Die Familie Charpin-Vasseur scheint verflucht: seit Generationen geschehen immer wieder unheimliche Dinge, wie tödliche Autounfälle, Morde und Inzest. Und jetzt verbreitet jemand auch noch unschöne Halbwahrheiten via Flugzettel quer durch die Stadt, obwohl, oder besser weil, gerade der Wahlkampf von Anne Vasseur um den Stadtratsposten läuft. Genau an diesem Tag kehrt François, nach 4 Jahren in Amerika, nach Hause zurück. Es scheint alles wie früher: Seine Stiefmutter kandidiert wieder, Tante Line sorgt für Heiterkeit im Haus, sein Vater ist ihm immer noch ein unangenehmer Zeitgenosse und die Liebe zu seiner Halbschwester Michèle ist genauso stark wie vor seiner Abreise. Er beginnt eine Liebschaft mit Michèle, nachdem sich herausstellt, dass sie nicht mit ihm verwandt ist. Sein Vater Gérard betrügt Anne mit mehreren Frauen, und wird außerdem von Michèle als Urheber des Flugblattes verdächtigt, die daraus schwerwiegende Konsequenzen zieht. Die Lage spitzt sich zu.
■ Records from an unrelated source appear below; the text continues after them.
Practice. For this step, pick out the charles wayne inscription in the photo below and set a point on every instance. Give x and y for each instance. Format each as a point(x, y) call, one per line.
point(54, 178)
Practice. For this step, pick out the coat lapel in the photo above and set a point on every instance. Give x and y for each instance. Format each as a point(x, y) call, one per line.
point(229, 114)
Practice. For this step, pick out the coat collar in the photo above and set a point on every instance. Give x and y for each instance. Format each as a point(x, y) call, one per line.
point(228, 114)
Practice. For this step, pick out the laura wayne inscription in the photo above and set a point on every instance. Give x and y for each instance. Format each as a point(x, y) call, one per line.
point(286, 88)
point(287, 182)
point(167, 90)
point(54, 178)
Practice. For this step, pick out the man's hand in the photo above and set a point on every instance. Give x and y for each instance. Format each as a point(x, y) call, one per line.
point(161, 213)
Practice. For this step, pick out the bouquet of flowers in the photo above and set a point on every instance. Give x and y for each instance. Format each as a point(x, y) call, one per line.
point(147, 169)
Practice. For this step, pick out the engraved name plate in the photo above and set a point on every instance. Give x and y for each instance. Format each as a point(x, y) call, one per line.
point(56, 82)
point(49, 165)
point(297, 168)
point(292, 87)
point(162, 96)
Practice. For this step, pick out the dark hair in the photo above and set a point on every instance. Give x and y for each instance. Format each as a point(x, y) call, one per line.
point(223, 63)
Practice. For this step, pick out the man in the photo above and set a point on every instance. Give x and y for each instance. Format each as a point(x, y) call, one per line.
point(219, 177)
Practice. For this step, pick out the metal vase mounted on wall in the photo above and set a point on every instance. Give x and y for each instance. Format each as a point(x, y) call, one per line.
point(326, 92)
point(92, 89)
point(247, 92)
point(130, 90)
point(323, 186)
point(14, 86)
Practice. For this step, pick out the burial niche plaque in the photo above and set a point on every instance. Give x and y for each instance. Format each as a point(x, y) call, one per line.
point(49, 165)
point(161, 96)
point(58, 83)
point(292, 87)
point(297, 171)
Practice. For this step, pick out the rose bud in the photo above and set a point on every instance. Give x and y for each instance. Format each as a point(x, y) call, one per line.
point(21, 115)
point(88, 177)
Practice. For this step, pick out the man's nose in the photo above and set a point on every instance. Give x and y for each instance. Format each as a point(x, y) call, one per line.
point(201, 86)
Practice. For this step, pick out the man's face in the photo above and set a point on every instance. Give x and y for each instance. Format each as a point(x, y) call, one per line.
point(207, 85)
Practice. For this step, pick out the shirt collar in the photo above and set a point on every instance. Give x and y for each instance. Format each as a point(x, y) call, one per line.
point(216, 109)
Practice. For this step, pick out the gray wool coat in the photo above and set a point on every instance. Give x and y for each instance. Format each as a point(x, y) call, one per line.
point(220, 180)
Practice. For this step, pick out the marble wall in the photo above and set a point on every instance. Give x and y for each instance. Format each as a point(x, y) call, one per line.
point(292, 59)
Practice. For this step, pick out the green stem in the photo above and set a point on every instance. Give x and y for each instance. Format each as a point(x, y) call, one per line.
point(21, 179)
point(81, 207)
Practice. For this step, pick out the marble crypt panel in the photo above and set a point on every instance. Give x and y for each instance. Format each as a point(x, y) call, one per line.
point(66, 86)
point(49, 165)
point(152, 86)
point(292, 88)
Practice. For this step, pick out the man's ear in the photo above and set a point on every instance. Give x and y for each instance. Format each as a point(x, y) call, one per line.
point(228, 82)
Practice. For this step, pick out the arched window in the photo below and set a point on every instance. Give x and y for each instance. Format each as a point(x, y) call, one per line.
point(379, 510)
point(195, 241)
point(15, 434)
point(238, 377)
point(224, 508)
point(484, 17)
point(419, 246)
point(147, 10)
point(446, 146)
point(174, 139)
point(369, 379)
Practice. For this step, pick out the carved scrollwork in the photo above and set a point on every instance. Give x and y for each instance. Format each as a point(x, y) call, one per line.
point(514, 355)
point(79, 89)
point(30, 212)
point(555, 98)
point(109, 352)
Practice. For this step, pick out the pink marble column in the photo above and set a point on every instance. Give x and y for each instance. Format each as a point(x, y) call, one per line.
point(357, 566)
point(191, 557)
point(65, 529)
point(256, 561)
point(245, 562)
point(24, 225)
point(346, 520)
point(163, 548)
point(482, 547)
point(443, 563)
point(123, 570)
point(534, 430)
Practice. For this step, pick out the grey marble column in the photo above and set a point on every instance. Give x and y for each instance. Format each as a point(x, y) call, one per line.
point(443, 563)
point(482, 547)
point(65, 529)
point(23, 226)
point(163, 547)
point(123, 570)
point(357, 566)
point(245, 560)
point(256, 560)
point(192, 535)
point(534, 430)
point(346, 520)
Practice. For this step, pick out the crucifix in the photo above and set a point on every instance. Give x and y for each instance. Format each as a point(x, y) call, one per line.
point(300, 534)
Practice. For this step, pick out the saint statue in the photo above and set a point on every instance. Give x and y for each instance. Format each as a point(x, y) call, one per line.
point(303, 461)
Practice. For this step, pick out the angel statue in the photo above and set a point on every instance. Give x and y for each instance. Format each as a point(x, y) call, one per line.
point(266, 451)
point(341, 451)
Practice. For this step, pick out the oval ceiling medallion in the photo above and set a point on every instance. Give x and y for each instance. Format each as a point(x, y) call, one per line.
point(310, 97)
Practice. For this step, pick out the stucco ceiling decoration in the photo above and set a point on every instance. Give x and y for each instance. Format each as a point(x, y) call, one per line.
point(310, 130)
Claude Chabrol nimmt sich auch in diesem Film sein Lieblingsthema vor: Das verkorkste französische Bürgertum. Im Vordergrund steht dabei  die Heuchelei, mit der sich alle gegenseitig voreinander schützen, ohne sich zu vertrauen. Gewissen- und konsequenzlos wird in konventionellsten Kreisen gegen alle Konventionen verstoßen. Auf spannende Weise tragen die nüchtern gezeichneten Charaktere die Geschichte voran. Die Auswahl der Motive und der feinfühlige Umgang mit Musik geben dem Ganzen den passenden Rahmen, zeigen die enorme Routine mit der Chabrol seinen Film inszeniert. Vor allem die Auftritte der Tante Line, gespielt von Suzanne Flon, sind köstlich amüsant. Ein überaus sehenswerter Film!